The player taking the role of the Zone Maker chooses a target square on a grid e.g. G9; they draw two straight lines through this target, which creates four zones; each zone is given a colour (blue, red, green and yellow). The Zone Breaker then calls out a square e.g. H4. The Zone Maker says which colour zone H4 is in e.g. green (which means their guess was too high) and the Zone Breaker puts a green peg on their search board. The Zone Breaker tries to find the target using as few pegs as possible. We found the children did need watching quite closely to make sure they were giving out accurate information when naming the colour zone, and they also needed some guidance in understanding that if they already had a green peg in their search board their next guess should be lower down.
The next game was Black Box (Waddingtons, 1977). One player chooses four targets on a 8×8 grid; the other player tries to deduce the positions of the targets by shooting ‘rays’ into the grid and seeing how they bounce around.

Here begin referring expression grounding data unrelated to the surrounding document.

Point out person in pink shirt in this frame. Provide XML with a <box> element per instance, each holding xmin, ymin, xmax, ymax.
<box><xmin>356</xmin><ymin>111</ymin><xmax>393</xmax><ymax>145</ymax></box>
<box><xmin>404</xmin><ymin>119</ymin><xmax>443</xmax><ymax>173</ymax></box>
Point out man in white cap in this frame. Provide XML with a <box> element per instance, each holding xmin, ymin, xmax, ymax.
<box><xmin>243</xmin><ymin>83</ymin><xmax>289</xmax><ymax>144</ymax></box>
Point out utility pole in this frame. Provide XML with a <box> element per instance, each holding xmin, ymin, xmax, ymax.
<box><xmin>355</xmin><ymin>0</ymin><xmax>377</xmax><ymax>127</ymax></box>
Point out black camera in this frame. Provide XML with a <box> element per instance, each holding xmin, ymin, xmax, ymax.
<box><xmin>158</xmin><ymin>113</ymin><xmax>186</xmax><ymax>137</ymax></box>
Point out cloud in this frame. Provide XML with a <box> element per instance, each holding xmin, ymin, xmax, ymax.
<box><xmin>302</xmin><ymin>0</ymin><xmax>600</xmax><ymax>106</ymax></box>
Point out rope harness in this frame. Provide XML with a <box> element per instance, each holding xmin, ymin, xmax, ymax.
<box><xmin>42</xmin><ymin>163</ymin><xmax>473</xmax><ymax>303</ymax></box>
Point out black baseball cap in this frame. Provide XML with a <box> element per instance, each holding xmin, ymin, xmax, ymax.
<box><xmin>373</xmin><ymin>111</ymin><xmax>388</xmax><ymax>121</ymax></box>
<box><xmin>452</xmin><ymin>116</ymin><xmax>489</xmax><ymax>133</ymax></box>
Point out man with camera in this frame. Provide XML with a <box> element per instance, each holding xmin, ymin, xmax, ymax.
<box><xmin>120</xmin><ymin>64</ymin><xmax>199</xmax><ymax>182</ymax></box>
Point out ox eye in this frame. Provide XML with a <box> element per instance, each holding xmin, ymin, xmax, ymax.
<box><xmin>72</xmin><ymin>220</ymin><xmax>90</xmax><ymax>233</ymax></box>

The actual rules are so fiendishly complicated you need a PhD to understand them. Oh stop, Anna has a PhD. On well, we are not people to be deterred (or more importantly to think we have wasted any money), so we made up our own rules and the children were our guinea pigs. With our rules, the deducer probably relies a bit too much on luck to work out where the targets are, which makes the game less satisfying than using pure strategic thought. Hopefully this won’t be a game which ends up at the back of the cupboard.